Mes chers collègues, nous devons nous garder de porter, au travers de dispositions issues de nos débats qui réduiraient les droits des salariés, un message négatif.
M. le président. Quel est l’avis de la commission ?
M. Jean-Baptiste Lemoyne, rapporteur. En ce qui concerne les congés, qui font l’objet de l’article 3, je n’imagine pas une énorme créativité des accords d’entreprise et des accords de branche, qui seront les cas les plus fréquents. En effet, les TPE et les PME se référeront naturellement aux accords de branche, un degré qui, on le voit, conserve un rôle dans un certain nombre de domaines. Je pense, à dire vrai, que les convergences seront assez fortes pour que l’on s’en tienne plus ou moins à ce qui relève du supplétif.
À ce stade, j’émets donc, au nom de la commission, un avis défavorable sur ces deux amendements, en réaffirmant notre grande confiance dans les acteurs de la négociation.
M. le président. Quel est l’avis du Gouvernement ?
Mme Myriam El Khomri, ministre. Je formulerai trois remarques.
Tout d’abord, depuis lundi, j’entends dire, au fil du dialogue, que nous laissons aux employeurs le libre choix. Or, je suis désolée, l’entreprise ne se réduit pas à l’employeur ! L’entreprise, c’est l’employeur, plus les salariés et les organisations syndicales. Lorsque nous renvoyons à la négociation collective dans les entreprises, cela ne signifie pas que nous abandonnons les salariés au « libre choix de l’employeur ». Non, renvoyer à la négociation collective, cela signifie faire appel aux acteurs de terrain ! Cet aspect reviendra lors de la discussion de tous les amendements relatifs aux congés.
Ensuite, je tiens à rappeler ici que nous avons prévu une architecture du droit du travail en trois étages et que l’ordre public se situe au sommet. Les droits à congé font partie de l’ordre public social. C’est seulement pour les mettre en œuvre que nous faisons appel à la négociation collective.

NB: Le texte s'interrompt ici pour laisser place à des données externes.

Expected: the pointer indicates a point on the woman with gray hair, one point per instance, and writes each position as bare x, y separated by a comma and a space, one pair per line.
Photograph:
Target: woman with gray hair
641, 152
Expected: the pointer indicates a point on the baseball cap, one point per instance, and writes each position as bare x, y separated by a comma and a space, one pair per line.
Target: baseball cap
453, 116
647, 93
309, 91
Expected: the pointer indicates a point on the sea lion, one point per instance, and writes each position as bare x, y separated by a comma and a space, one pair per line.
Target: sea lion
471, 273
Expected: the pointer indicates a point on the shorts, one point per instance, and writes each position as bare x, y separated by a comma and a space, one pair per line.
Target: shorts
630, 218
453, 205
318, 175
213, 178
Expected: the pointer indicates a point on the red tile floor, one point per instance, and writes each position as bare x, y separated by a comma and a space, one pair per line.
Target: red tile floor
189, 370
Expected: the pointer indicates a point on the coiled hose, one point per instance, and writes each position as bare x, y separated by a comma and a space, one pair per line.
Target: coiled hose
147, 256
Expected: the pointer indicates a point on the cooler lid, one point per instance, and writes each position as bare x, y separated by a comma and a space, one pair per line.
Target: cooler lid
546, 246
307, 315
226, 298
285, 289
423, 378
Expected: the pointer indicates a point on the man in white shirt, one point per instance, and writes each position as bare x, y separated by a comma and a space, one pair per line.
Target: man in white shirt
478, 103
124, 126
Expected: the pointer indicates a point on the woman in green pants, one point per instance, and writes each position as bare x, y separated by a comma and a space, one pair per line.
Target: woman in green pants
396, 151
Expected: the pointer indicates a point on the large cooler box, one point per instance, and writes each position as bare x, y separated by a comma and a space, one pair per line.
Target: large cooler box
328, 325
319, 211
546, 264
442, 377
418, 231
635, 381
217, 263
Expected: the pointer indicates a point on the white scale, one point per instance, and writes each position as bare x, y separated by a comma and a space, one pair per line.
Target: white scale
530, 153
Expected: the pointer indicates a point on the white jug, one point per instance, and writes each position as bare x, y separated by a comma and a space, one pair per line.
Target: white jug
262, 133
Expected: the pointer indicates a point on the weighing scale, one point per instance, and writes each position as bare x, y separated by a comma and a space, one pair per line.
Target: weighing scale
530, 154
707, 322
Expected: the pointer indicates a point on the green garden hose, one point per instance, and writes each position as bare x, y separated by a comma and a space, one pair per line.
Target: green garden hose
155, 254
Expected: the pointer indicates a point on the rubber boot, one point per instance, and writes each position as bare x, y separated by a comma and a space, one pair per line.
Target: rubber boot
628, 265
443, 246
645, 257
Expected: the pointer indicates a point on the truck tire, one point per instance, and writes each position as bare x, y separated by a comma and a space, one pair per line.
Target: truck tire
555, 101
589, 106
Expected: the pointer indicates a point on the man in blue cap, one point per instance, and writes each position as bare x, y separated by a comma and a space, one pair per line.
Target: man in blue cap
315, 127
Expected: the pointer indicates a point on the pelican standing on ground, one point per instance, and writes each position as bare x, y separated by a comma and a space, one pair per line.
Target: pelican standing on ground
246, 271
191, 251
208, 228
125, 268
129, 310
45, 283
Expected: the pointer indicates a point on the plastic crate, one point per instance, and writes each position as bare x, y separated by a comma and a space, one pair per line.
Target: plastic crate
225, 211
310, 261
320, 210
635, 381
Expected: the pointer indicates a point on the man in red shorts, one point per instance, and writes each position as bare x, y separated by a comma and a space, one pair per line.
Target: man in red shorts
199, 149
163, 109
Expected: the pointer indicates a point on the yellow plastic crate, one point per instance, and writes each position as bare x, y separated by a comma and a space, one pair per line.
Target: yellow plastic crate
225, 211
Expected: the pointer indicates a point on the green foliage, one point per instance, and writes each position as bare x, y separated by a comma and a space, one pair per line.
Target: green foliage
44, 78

Enfin, je veux revenir sur les congés de formation de cadres et d’animateurs pour la jeunesse. Nous y avons travaillé, Patrick Kanner et moi-même, et nous allons créer, dans le cadre du projet de loi Égalité et Citoyenneté, un congé d’engagement citoyen. Les conditions seront les mêmes que pour les congés de formation de cadres et d’animateurs pour la jeunesse. Elles seront les mêmes que pour tous les bénévoles élus dans les organes de direction et d’association. Avec ces deux projets de loi, nous élargissons donc le champ des bénéficiaires de ce type de congé !
Le Gouvernement émet donc un avis défavorable sur ces deux amendements.

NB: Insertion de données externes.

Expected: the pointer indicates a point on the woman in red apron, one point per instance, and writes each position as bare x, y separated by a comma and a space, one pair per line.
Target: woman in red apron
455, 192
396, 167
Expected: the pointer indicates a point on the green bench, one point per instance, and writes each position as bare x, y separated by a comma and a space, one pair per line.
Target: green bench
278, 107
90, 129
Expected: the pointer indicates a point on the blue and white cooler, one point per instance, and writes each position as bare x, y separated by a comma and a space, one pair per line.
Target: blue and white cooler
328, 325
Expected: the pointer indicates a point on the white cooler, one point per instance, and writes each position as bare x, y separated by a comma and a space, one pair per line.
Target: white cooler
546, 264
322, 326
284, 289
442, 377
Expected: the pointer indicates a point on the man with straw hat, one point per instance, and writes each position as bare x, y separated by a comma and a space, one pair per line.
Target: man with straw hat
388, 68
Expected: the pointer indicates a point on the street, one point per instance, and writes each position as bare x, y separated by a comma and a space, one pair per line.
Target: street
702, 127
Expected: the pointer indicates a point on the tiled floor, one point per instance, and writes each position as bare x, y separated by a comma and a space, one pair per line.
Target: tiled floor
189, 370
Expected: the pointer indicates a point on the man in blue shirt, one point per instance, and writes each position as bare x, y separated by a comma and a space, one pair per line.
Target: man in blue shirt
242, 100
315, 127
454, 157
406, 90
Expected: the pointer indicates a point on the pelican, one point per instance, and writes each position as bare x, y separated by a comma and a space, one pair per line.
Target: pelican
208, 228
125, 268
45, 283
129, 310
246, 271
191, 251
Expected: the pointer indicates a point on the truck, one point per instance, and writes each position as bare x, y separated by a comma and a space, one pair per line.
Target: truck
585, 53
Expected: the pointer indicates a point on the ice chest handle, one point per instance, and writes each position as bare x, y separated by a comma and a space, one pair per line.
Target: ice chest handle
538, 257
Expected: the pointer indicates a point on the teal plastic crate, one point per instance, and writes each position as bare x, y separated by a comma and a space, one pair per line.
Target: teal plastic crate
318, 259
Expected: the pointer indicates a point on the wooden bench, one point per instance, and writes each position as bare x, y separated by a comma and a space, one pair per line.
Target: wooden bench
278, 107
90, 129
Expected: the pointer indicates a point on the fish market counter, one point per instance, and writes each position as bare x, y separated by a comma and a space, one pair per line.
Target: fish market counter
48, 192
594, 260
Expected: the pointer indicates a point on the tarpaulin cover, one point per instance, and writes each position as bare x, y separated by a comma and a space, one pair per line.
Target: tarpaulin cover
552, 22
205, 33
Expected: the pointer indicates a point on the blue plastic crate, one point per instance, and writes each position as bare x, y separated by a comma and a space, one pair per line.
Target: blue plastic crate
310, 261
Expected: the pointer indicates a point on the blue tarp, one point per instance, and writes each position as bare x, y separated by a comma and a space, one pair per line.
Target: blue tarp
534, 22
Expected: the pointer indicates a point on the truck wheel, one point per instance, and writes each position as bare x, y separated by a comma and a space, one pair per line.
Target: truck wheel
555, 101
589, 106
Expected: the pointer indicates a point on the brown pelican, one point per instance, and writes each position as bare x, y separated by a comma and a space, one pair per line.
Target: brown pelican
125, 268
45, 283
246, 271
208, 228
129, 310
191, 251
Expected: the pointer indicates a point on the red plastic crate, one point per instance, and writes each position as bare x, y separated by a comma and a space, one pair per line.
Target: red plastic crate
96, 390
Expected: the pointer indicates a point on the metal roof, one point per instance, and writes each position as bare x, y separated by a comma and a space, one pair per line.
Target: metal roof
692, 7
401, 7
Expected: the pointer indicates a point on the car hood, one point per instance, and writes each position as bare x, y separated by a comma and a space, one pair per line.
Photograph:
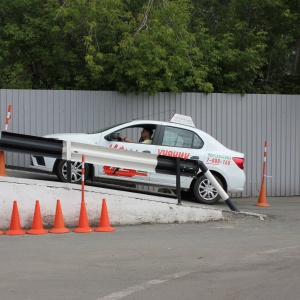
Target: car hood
75, 137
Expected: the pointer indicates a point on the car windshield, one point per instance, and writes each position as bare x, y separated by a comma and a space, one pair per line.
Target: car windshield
106, 128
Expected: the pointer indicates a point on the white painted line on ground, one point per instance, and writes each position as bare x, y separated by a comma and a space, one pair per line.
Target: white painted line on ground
145, 285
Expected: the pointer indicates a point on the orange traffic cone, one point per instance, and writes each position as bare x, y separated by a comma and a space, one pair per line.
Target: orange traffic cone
59, 225
104, 224
83, 223
15, 225
37, 224
2, 164
262, 198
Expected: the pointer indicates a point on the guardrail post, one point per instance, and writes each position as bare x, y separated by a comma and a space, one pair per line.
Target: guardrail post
69, 174
217, 186
178, 189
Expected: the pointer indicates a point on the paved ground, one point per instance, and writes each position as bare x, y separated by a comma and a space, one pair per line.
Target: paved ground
241, 258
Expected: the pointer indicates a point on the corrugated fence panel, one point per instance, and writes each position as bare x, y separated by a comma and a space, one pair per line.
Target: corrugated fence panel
241, 123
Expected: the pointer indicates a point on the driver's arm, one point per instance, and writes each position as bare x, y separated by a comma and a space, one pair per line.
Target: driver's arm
124, 139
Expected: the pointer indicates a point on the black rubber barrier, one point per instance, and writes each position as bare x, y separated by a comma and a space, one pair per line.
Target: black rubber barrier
168, 165
29, 144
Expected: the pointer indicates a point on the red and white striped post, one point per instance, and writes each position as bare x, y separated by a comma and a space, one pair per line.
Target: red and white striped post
82, 179
2, 156
262, 198
8, 117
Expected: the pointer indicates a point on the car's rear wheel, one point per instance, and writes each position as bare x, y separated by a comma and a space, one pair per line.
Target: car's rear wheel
76, 171
205, 192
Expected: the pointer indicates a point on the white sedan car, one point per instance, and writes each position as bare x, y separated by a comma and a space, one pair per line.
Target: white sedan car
168, 138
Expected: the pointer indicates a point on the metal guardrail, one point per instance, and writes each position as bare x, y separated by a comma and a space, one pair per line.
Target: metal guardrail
23, 143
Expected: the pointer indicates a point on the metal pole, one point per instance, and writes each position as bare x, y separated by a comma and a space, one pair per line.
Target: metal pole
217, 186
69, 179
178, 190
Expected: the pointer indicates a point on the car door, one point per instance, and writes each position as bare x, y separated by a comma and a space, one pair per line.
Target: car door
178, 142
131, 133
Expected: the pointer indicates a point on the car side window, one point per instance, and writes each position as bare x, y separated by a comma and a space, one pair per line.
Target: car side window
178, 137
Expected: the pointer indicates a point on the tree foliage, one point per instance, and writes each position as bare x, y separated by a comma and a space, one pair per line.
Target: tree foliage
231, 46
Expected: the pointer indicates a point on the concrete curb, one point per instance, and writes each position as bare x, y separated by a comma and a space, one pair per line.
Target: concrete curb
124, 208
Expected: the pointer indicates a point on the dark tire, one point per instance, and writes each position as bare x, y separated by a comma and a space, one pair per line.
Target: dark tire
205, 192
76, 171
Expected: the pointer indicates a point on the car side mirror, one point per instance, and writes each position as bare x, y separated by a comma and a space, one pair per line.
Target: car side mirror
112, 136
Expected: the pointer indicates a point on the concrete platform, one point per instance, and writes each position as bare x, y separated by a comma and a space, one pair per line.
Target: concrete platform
124, 208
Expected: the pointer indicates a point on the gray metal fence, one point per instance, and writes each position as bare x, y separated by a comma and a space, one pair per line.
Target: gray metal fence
241, 123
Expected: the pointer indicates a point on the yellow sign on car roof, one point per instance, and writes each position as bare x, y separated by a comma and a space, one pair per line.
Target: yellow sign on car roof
182, 119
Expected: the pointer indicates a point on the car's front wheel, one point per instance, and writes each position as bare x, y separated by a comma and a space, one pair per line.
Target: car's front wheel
76, 171
205, 192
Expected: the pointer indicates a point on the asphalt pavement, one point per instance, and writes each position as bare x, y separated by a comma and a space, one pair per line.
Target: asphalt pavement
242, 258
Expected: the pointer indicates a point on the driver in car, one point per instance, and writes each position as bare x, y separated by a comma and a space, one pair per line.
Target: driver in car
146, 134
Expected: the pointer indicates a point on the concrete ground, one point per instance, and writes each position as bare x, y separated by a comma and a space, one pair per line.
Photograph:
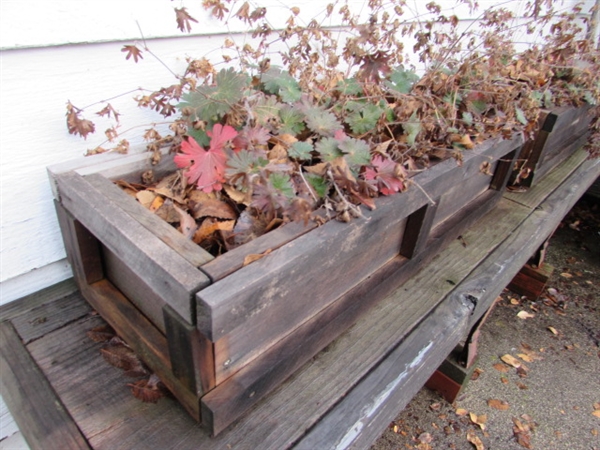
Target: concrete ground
552, 400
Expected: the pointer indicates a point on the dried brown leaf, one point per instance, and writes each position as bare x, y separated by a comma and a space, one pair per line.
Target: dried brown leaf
500, 405
148, 391
474, 439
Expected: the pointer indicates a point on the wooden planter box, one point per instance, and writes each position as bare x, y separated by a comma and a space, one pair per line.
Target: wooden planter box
562, 130
222, 335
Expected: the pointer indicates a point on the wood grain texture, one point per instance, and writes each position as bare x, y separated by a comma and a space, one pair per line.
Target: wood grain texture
159, 266
360, 418
39, 414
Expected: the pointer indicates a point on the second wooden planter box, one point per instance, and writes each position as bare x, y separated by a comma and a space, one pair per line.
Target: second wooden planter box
221, 335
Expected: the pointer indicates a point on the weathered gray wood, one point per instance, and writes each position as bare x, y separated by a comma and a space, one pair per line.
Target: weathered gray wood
360, 418
31, 301
45, 318
159, 266
40, 415
544, 187
195, 254
141, 335
282, 418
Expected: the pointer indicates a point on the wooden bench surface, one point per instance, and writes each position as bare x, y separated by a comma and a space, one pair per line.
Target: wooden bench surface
60, 390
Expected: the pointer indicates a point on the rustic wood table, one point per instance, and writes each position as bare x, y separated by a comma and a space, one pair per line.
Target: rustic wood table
64, 395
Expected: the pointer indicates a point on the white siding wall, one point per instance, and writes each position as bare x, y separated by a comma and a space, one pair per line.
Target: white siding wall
59, 50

M. le président. La parole est à Mme Nicole Bricq, pour explication de vote.
Mme Nicole Bricq. Je comprends la volonté des membres du groupe CRC d’arriver à leur fin, même si cela les a conduits à multiplier les amendements. Chers collègues, vous voulez absolument faire la démonstration que le texte est défavorable aux salariés, à tout le monde – je ne sais pas pour qui, du reste, ni pour quoi.

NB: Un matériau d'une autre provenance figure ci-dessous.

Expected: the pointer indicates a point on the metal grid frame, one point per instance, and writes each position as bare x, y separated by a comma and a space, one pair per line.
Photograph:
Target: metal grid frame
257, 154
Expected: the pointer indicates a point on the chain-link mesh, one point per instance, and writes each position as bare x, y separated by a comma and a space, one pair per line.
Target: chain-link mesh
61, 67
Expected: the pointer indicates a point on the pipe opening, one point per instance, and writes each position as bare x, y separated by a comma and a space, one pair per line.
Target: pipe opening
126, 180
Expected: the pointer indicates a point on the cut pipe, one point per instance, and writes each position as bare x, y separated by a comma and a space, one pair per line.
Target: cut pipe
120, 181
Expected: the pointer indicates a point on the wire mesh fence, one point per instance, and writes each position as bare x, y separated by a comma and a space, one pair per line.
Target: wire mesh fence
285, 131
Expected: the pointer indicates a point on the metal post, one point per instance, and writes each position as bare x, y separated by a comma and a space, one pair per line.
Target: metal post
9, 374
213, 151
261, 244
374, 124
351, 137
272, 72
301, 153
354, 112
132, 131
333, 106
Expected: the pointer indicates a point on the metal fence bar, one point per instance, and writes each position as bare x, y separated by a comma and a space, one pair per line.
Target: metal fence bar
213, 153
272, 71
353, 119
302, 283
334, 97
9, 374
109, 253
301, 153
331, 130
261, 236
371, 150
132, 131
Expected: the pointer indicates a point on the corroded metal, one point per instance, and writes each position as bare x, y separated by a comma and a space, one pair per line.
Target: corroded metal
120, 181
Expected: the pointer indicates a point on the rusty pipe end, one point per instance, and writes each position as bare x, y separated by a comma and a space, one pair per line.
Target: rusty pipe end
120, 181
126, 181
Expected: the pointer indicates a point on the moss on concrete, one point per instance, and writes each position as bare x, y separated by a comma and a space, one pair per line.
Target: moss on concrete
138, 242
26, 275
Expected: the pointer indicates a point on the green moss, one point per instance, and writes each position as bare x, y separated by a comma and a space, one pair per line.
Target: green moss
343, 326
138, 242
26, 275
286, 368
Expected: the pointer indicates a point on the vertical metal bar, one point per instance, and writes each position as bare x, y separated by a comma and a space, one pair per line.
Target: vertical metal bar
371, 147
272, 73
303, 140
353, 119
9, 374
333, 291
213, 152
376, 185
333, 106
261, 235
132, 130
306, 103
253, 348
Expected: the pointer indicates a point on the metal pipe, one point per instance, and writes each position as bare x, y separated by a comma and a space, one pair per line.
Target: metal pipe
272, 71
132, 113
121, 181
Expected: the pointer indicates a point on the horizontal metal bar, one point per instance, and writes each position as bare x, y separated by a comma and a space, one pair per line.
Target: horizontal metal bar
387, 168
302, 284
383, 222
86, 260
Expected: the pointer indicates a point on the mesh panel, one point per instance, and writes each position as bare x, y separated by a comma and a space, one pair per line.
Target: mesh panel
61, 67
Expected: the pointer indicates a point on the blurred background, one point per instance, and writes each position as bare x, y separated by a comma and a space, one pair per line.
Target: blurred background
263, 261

Mme Éliane Assassi. Pour les 64 % de Français qui sont contre ce texte !
Mme Nicole Bricq. Cela, je le comprends, c’est votre posture.
Mme Éliane Assassi. Non, c’est notre combat !
Mme Nicole Bricq. Tout de même, vous ne pouvez pas découper ce texte en tranches. Vous ne pouvez pas procéder ainsi, même si je peux comprendre certains problèmes. En effet, avec cet amendement, vous faites comme si, dans ce texte, on ne s’occupait pas de la jeunesse et de l’engagement associatif. J’espère bien, au demeurant, que nous allons nous retrouver quand il s’agira de rétablir, à l’article 21, qui traite du compte personnel d’activité, le compte engagement citoyen, qui a été supprimé par la commission !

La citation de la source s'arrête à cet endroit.